Data Quality Strategy Reaches Far Beyond ETL and the Data Warehouse

Traditionally, data quality efforts have been focused on the consolidated data alone using a number of tools and techniques to “clean up” the data on the way into the warehouse.  However, this is no longer good enough.

Gartner points out this wider need in their 2010 Data Quality Magic Quadrant where they sized the market for data quality tools at nearly three quarters of a billion dollars annually in 2009 and forecasted double digit growth a year over the next five years.

Data Virtualization Improves Quality of Virtualized Data

The Composite Data Virtualization Platform improves the quality for your virtualized data, complementing the data quality strategies, processes, and tools you use for your systems of record, consolidated data stores and visualization and analysis solutions.
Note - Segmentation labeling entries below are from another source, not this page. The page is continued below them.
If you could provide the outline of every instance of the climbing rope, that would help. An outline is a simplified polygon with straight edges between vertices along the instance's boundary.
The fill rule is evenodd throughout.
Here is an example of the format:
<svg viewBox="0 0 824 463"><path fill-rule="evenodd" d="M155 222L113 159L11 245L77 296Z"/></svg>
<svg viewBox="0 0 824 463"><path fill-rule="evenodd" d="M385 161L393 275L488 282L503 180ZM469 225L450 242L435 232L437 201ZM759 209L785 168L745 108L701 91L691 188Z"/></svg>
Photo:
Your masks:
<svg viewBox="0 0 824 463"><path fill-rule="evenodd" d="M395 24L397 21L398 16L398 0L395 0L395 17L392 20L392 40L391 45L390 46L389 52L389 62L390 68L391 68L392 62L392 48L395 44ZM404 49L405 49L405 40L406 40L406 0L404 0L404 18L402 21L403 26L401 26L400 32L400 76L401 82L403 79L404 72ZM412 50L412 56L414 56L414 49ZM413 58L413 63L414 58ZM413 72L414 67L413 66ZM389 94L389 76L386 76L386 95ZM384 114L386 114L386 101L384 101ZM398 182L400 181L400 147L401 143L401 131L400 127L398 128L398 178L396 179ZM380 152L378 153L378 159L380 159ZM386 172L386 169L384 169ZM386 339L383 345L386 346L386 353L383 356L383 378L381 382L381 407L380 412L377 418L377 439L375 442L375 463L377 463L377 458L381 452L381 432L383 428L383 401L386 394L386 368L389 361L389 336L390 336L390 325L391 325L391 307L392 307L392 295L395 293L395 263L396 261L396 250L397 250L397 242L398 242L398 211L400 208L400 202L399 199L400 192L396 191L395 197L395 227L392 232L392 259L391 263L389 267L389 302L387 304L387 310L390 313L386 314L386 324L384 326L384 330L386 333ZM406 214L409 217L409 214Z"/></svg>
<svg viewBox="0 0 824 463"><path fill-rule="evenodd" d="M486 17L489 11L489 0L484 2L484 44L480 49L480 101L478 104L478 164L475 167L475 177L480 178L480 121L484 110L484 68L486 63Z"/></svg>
The Composite Data Virtualization Platform provides a number of mechanisms and techniques to improve the quality of your virtualized data including validation, standardization, cleansing and enrichment, and more as seen below.

Data Quality

Data Virtualization Improves Quality of Virtualized Data

Data Virtualization Eliminates Many Root Causes of Poor Data Quality

In his white paper, Effecting Data Quality Improvement through Data Virtualization David Loshin, president of Knowledge Integrity, Inc, (http://www.knowledge-integrity.com/) and a recognized thought leader and expert consultant in the areas of data quality, master data management, and business intelligence describes how data virtualization helps overcome the four major causes of poor data quality including:

  • Structural and semantic inconsistency – Differences in formats, structures, and semantics presumed by downstream data consumers may confuse conclusions drawn from similar analyses.  Composite data virtualization lets you transform sources so your consumers get normalized data with common semantics, eliminating confusion caused by structural and semantic inconsistencies.
  • Inconsistent validations  – Data validation is inconsistently applied at various points in the business processes, with variant impacts downstream.  Composite data virtualization lets all your applications share the same validated, virtualized data so you get the consistency you need.
  • Replicated functionality  – Repeatedly applying the same (or similar) data cleansing and identity resolution applications to data multiple times increases costs but does not ensure consistency.  Composite data virtualization lets you develop and share common data quality rules so you don’t have to reinvent the wheel with each new requirement.  And by centrally controlling these rules, Composite lets you avoid building governance systems to automate the controls that Composite provides automatically.
  • Data entropy – Multiple copies of the same data lead to more data silos in which the quality of the data continues to degrade, especially when levels of service for consistency and synchronization are not defined or not met.  Composite data virtualization reduces the number of data copies required thereby mitigating data entropy.

By eliminating the root causes, data virtualization enables you to meet your data quality goals more effectively.